Il sospetto era forte, il diretto interessato aveva già fatto intravedere qualcosa di molto buono con il pezzo “Molliche” uscito nella compilation “Apocalypse Wow” (diNotte records- Vulcanophono, dicembre 2012). Il sospetto adesso si è trasformato in certezza: il disco d'esordio di Setti è un lavoro di classe, fatto di aggraziate ballate in bilico tra leggerezza e lieve inquietudine, vivacità di pensiero e intima introspezione, immaginazione e realtà. Setti non ci vuole sconvolgere e non ci vuole mostrare possibili rivoluzioni, vuole semplicemente presentarci il piccolo spazio che si è ritagliato per sé, un piccolo cosmo tutto suo, all'interno del quale sceglie le storie da raccontarci. Un ottimo menestrello armato di chitarra, che all'occorrenza sfodera le storie più affascinanti: uomini persi nel deserto con davanti il nulla (“Deserto”), gabbiani molestatori (“Seppia”), persone che vorrebbero essere amiche ma non ci riescono, ci sono troppi silenzi, silenzi ingombranti (“George”), coppie che per quanto fuggano in altri paesi, alla fine si ritrovano sempre a pensare ai baci non dati (“Kentucky”).
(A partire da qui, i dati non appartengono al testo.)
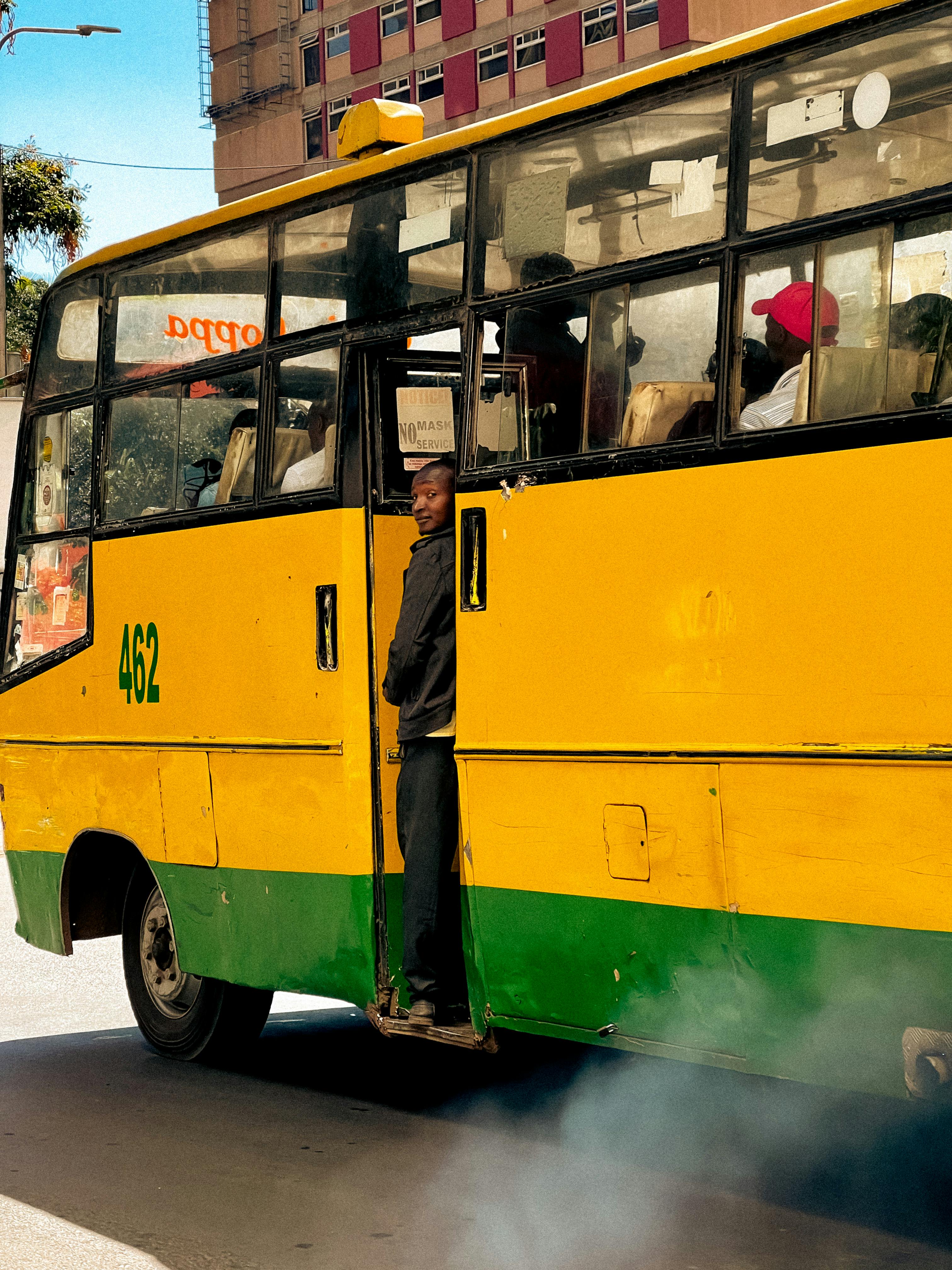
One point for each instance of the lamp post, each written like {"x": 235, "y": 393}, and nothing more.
{"x": 84, "y": 30}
C'è una bellissima immaginazione narrativa che avvolge, eccome, un'immaginazione che alla fine si riflette nella realtà universale di tutti noi. “Ahilui” nell'insieme, ricorda un po' quell'ironia sghemba di un Bugo giovane, accompagnata da un'ingenua semplicità. Ma non solo, c'è anche dell'altro. L'empatia scatta anche grazie alle piccole incursioni della chitarra elettrica riverberata di Luca Mazzieri (Wolther Goes Stranger), dalle drum-machine di Massimo Colucci e dai cori di Linda Brusiani che rendono il tutto più fresco, dinamico quando serve, mostrandoci delle piacevolissime e leggere sfumature pop surf. Sonorità, quindi, meno ancorate ai suoni più tradizionali per il genere in questione.
In definitiva, le liriche si amalgamano perfettamente con la sostanza melodica. Un bel centro pieno, merito anche dei compagni che ha scelto per questo percorso, e Jonathan Clancy (A Classic Education, His Clancyness) che si è occupato della masterizzazione, donando l'impeccabile veste lo-fi all'intera economia del disco. Questa volta non ci sono vie di mezzo: bisogna amare “Ahilui”. Perché è un piccolo diario di viaggio esistenziale suggestivo, a volte surreale a volte fin troppo reale, ma sempre sincero chiaro e nitido. Aria fresca.